Графиня болезненно поморщилась: «О чем ты опять?» — вопрошал ее взгляд, упиравшийся в черноту повязки.
— Так с кем же вы все-таки беседовали, госпожа Ольбрыхская? — как можно спокойнее и официальнее спросила Диана. — Кто назвал вам имя королевы-матери?
— Я даже не догадывалась, что речь идет о королеве. Тем более что говорил он как-то невнятно. Похоже, сам толком не понимал, о ком идет речь, передавал то, что ему сообщалось. Впрочем, ему это ни к чему: разбираться, кто где монаршествует.
— Но кто говорил вам это, Ольгица?! Кто передавал и кто кому сообщал? Я ни черта не понимаю, моя непостижимо загадочная госпожа Ольгица.
— Тот, кто всегда помогает мне разобраться, что было и что будет, а также предвидеть кое-что из того, что предвидеть вроде бы никак невозможно.
— Ангел-хранитель? Нет? Дьявол или пророк, вознесенный на «небеси» и оставленный там — преданный, обреченный на вечность? На казнь вечностью?
— «Казнь вечностью» — это вы хорошо сказали, графиня. Я долго искала похожие слова, но так и не смогла отыскать их. В Евангелии я такого не встречала.
— Придется писать евангелие «от де Ляфер». Как думаете, Ольгица, папа римский не покончит жизнь самоубийством, представ перед необходимостью благословить на мирскую жизнь это «святописание от Дианы»?
— В каких словесах вы бы сейчас ни изощрялись, все же я не смогу объяснить вам, кто такой этот он. Да мне и нельзя распространяться о таких вещах.
— Я давно поняла, что ты продала душу сатане, — вздохнула графиня, переходя на «ты». Теперь с пророчицей можно было не церемониться.
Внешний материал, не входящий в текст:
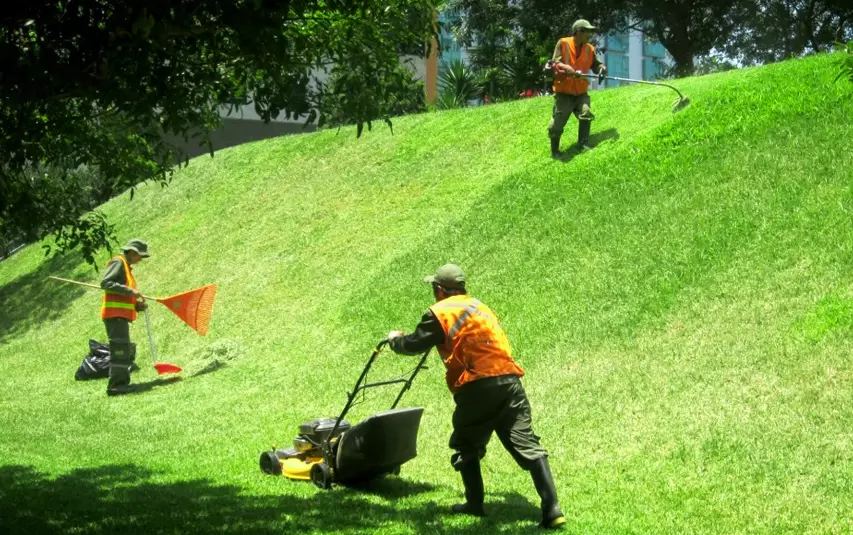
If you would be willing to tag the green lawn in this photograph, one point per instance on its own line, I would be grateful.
(681, 299)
Перед ней снова обычная нищенка. — Но не осуждаю. Мы все продали свои души. Да, видно, слишком дешево, коль с аудиенциями к нам не снисходят. Значит, все исходило от этой паскуды Анны? Спасибо. Теперь мне легче. Оказывается, я тоже стала жертвой сговора. Знала бы я об этом раньше — не так корила бы себя за лейтенанта де Винсента.
— Извините, графиня, чем могла…
— Мы подружимся. Чувствую. Мне нужно будет встретиться с Властой. Она-то нас и сдружит.
— Извините, графиня, я нахожусь уже на той черте, на которой дружбы не ищут. Ничьей.
— Ложь, — жестко ответила графиня, оскаливаясь в белозубой улыбке.
— Непростительно грубо выражаетесь, Диана.
— Непростительно правдиво — так будет точнее. Потому и назвала ваши слова ложью, что твердо знаю: дружбы ищут даже за той чертой. Так устроен весь этот проклятый, оскверненный иудиным семенем мир.
41
— Далеко ли находится издательская контора этого господина… Барбена, кажется? — как бы между прочим поинтересовался граф де Брежи, когда д'Артаньян и Шевалье вновь оказались у его кареты, только теперь уже неподалеку от северных ворот Парижа.
Друзья многозначительно переглянулись. Они были уверены, что посол уже забыл о своем обещании, поэтому искренне удивились.
— Полчаса езды отсюда, — прикинул расстояние мушкетер.
— Значит, если нам повезет, потеряем не более двух часов, — помассажировал посол свой гладко выбритый подбородок. Он не признавал ни усов, ни бородки, поэтому лицо его казалось значительно моложе, чем должно было бы выглядеть. Хотя в чертах его уже четко улавливалось степенное нормандское мужество.
— Вы хотите повидаться с издателем Барбеном? — спросил Шевалье.
— У вас больше оснований стремиться к этой встрече, мой секретарь, — улыбнулся де Брежи. — Рукопись все еще с вами?
— Она всегда с ним, — поспешил заверить д'Артаньян. — Шпагу он иногда позволяет себе забывать, но рукопись…
— Я бы не сказал, что она готова быть представленной издателю, — смущенно проговорил Шевалье. — А ведь речь, по-моему, идет именно об этом.
— Что, совсем не готова? — иронично покосился на него посол.
— Я бы не стал утверждать, что совсем, однако…
— Да это он сам не готов предстать перед издателем, — снова вмешался д'Артаньян. — С рукописью у него как раз все в порядке.
— Во всяком случае, она не станет хуже от того, что издатель уже сейчас, хотя бы бегло, просмотрит ее, — добавил де Брежи. — И вообще, что такое два часа, потерянные каким-то там послом в Варшаве, когда речь идет об истории целого народа?
— Это уже исторические два часа, — охотно поддержал его д'Артаньян, решительно сжимая локоть несговорчивого летописца.